Leggendo quei commenti e analizzando il modo repentino in cui il sentimento nei confronti del videogioco è cambiato, mi è sembrato che il discorso attorno a ciò che definisce un'opera si sia appiattito. O meglio, che sia virato su metriche che poco hanno a che fare con la sua personalità. Chiaramente non è un discorso che vale solo per Silent Hill f. L'impressione è che, se un videogioco ha una visione diversa, che non sia sui binari di una saga, di un genere, di un modo di intendere certi titoli, corra il rischio di essere immediatamente scartato. Ma siamo sicuri che tutto ciò che non funziona secondo lo standard sia privo di valore?

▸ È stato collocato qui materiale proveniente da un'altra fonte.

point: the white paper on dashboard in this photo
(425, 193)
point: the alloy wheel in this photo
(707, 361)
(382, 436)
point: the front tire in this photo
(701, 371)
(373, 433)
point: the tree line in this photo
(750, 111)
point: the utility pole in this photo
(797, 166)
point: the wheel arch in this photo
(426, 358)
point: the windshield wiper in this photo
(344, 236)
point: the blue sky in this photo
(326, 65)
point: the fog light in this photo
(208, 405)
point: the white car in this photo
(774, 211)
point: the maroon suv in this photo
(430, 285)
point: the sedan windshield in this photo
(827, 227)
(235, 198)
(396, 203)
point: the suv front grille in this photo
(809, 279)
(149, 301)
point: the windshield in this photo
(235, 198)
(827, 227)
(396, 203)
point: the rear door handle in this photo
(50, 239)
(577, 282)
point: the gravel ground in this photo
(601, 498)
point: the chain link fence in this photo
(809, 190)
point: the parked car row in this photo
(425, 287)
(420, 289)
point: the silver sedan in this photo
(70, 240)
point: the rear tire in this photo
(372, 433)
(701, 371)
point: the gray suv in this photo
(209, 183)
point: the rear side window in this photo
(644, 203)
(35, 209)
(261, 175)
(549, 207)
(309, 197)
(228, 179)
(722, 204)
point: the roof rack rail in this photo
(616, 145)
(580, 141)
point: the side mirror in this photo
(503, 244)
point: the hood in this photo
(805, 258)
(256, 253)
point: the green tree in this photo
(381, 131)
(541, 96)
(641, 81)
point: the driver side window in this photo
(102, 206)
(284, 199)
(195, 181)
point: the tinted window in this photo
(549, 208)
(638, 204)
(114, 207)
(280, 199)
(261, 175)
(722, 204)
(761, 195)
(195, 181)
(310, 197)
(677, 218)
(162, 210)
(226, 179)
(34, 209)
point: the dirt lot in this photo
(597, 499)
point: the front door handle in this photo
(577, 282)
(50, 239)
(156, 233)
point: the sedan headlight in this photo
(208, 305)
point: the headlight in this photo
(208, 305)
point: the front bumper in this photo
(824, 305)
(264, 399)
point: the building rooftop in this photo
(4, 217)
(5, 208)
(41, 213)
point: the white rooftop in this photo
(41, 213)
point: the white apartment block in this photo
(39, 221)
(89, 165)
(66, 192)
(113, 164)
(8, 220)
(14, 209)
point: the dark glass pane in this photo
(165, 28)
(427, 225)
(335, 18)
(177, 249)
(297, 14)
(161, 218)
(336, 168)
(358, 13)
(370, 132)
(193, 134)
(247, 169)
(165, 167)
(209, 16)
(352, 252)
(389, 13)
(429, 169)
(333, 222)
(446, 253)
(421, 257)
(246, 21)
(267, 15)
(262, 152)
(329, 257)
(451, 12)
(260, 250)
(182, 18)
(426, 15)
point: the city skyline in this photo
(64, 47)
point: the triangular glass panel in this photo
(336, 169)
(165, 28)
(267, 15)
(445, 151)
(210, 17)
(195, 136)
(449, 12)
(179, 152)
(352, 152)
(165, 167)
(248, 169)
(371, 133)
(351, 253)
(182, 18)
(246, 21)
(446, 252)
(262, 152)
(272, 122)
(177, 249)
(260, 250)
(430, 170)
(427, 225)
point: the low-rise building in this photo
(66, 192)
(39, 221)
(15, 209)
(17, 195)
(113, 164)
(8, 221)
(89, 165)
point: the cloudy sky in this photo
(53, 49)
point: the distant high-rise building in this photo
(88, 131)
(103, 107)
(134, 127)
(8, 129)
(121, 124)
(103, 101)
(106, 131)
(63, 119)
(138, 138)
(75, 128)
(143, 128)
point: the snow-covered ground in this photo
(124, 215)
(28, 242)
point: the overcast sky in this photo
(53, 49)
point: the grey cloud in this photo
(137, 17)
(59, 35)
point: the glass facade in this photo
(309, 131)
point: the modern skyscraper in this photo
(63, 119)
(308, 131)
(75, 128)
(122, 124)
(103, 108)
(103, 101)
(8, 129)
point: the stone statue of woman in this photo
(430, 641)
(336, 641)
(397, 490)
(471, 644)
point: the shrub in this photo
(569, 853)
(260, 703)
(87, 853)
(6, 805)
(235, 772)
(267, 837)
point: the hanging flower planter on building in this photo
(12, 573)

Una volta il videogioco poteva essere grezzo, ma affascinante. Non è di certo un caso se nell'anteprima di Silent Hill f abbiamo nominato così tanti titoli dell'epoca PlayStation 2: videogiochi come Kuon, Forbidden Siren e Haunting Ground avevano grandi difetti, ma anche un fascino tutto loro, capace di lasciare qualcosa nel cuore dei giocatori che riuscivano ad andare al di là. O meglio, ad accettare l'idea che in un prodotto possano convivere pregi e difetti, senza che gli uni sommergano gli altri.
Limiti tecnici
Per molto tempo la discriminante che decretava la natura di questi "difetti" erano i limiti tecnici. I team di sviluppo venivano costantemente messi davanti a delle scelte che dovevano prendere per aggirare determinate limitazioni con creatività. Spesso inventando modi che hanno definito una saga o persino un genere. Tutti sanno come sono nate le telecamere fisse e gli sfondi prerenderizzati di Resident Evil, oppure la nebbia del primo Silent Hill. I personaggi di Metal Gear Solid avevano volti praticamente privi di dettagli, ma Hideo Kojima voleva un gioco che somigliasse a un film e, per rendere credibile la narrazione, utilizzò tutta una serie di strumenti registici e diegetici, come il codec, per raccontare pur senza poter mostrare troppo.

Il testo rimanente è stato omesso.